Для очень многих, за исключением нескольких офицеров, то было первое боевое крещение огнем. Возбужденная фантазия под влиянием страха, волнения, усталости и кровопролитного недельного сражения породила выдумку о том, как будто тысячи русских утонули в болотах, их по самые шеи затягивала трясина, и немцам приходилось приканчивать их из пулеметов.

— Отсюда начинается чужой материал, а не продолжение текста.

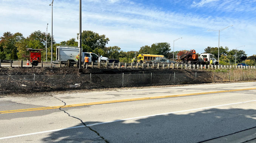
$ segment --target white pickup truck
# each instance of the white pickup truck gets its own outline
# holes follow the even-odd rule
[[[57,46],[56,47],[56,62],[76,62],[76,56],[79,53],[79,48],[77,47],[66,45]],[[89,62],[106,63],[108,58],[100,56],[91,52],[82,52],[81,59],[83,62],[83,59],[86,55],[89,57]]]

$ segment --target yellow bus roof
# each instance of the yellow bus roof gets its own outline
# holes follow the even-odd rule
[[[147,57],[164,57],[164,56],[163,55],[152,55],[151,54],[139,54],[139,56],[144,56]]]

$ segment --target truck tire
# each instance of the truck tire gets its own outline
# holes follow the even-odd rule
[[[37,60],[33,60],[32,62],[32,65],[33,65],[33,66],[37,66],[38,65],[38,61]]]

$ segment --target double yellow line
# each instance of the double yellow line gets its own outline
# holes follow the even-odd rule
[[[69,105],[65,105],[65,106],[52,106],[52,107],[46,107],[32,108],[30,108],[30,109],[20,109],[20,110],[13,110],[0,111],[0,114],[9,113],[11,113],[25,112],[25,111],[37,111],[37,110],[48,110],[48,109],[56,109],[56,108],[62,108],[71,107],[77,107],[77,106],[86,106],[86,105],[88,105],[102,104],[106,104],[106,103],[112,103],[128,102],[128,101],[139,101],[139,100],[148,100],[148,99],[154,99],[167,98],[170,98],[170,97],[183,96],[191,96],[191,95],[203,95],[203,94],[217,93],[219,93],[232,92],[236,92],[236,91],[238,91],[248,90],[253,90],[253,89],[256,89],[256,88],[249,88],[249,89],[234,89],[234,90],[223,90],[223,91],[214,91],[214,92],[212,92],[198,93],[195,93],[180,94],[180,95],[167,95],[167,96],[160,96],[146,97],[146,98],[144,98],[130,99],[123,99],[123,100],[114,100],[114,101],[106,101],[99,102],[96,102],[83,103],[83,104],[78,104]]]

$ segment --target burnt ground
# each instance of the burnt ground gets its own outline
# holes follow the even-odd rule
[[[82,69],[83,74],[170,74],[208,72],[202,70],[185,70],[180,69]],[[22,68],[0,68],[0,75],[25,74],[77,74],[79,69],[76,68],[40,68],[23,67]]]
[[[197,73],[209,73],[205,70],[185,70],[180,69],[82,69],[82,74],[191,74],[197,72]],[[79,69],[76,68],[57,68],[57,67],[1,67],[0,68],[0,77],[1,75],[31,75],[34,74],[38,75],[60,75],[60,74],[77,74]],[[183,86],[184,86],[183,85]],[[164,86],[180,86],[181,85],[169,85]],[[159,86],[147,86],[146,87],[130,87],[119,88],[99,87],[86,88],[83,89],[61,89],[56,91],[55,90],[45,90],[44,89],[38,90],[15,90],[15,92],[2,91],[0,92],[0,97],[2,96],[11,95],[12,96],[31,96],[33,93],[33,96],[37,96],[42,95],[51,95],[52,93],[61,93],[63,92],[71,92],[72,93],[81,92],[91,92],[93,91],[102,91],[104,90],[117,90],[120,89],[150,88],[159,87]]]

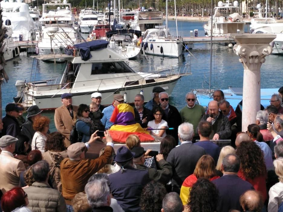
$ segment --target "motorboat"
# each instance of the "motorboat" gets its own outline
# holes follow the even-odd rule
[[[128,59],[134,58],[141,51],[142,47],[137,45],[137,41],[133,40],[134,34],[138,38],[142,36],[142,32],[131,29],[112,30],[106,33],[109,41],[109,47]]]
[[[228,33],[244,33],[244,25],[246,22],[240,14],[239,2],[235,1],[232,4],[218,2],[218,6],[214,8],[215,13],[209,17],[208,22],[203,26],[205,34],[211,35],[211,19],[212,19],[212,36],[225,36]]]
[[[35,26],[30,15],[28,5],[18,0],[0,2],[3,25],[12,26],[12,37],[16,37],[19,41],[34,40],[35,38]]]
[[[13,37],[13,30],[11,26],[3,27],[6,28],[6,31],[3,45],[5,45],[3,49],[4,59],[5,61],[11,60],[20,55],[20,46],[17,38]]]
[[[106,33],[111,30],[110,25],[109,24],[97,24],[95,25],[93,30],[89,34],[89,38],[91,40],[106,40]]]
[[[163,25],[163,14],[161,11],[151,9],[140,11],[135,14],[135,20],[131,24],[133,29],[144,32],[148,29]]]
[[[79,28],[81,32],[89,34],[92,31],[94,25],[98,23],[97,16],[93,10],[86,10],[80,16],[79,20]]]
[[[178,57],[182,54],[183,38],[172,36],[166,29],[148,29],[143,37],[141,46],[145,52],[149,55]]]
[[[190,74],[188,64],[154,66],[149,71],[135,71],[127,64],[128,59],[108,45],[106,41],[93,40],[74,45],[68,50],[69,55],[32,56],[34,60],[63,58],[66,63],[63,73],[60,82],[56,77],[29,82],[18,81],[17,99],[21,98],[26,107],[36,105],[42,110],[61,105],[61,95],[65,93],[73,95],[73,104],[76,105],[89,104],[91,94],[96,92],[102,93],[105,105],[111,105],[113,95],[117,93],[123,95],[127,103],[132,104],[136,95],[141,93],[147,102],[152,98],[155,87],[161,86],[170,95],[180,78]],[[137,69],[140,71],[140,68]]]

«У меня в ушах будут звучать их крики до самого смертного дня», — признавался один офицер своим друзьям в Германии.

«Широко распространившийся рассказ о русских, загнанных в болота и погибших там, — чистая выдумка, — писал Людендорф, — так как поблизости не было ни одного болота».

Когда стали известны размеры поражения русских, германское командование начало считать, что оно выиграло, как писал Хоффман в своем дневнике, «одну из величайших побед в истории». Было решено, если верить Хоффману, то по его, а если Людендорфу, то по «моему предложению», назвать сражение «битвой под Танненбергом» в качестве запоздалой компенсации за давнее поражение, которое здесь понесли тевтонские рыцари от поляков и литовцев[78]. Несмотря на свой второй триумф, еще больший, чем под Льежем, Людендорф не ликовал, «поскольку волнения, которые мне доставляла неизвестность о намерениях армии Ренненкампфа, были слишком велики». Теперь, однако, он мог с большей уверенностью повернуться против Ренненкампфа, прибавив к своим силам два дополнительных корпуса, которые Мольтке посылал ему с Западного фронта.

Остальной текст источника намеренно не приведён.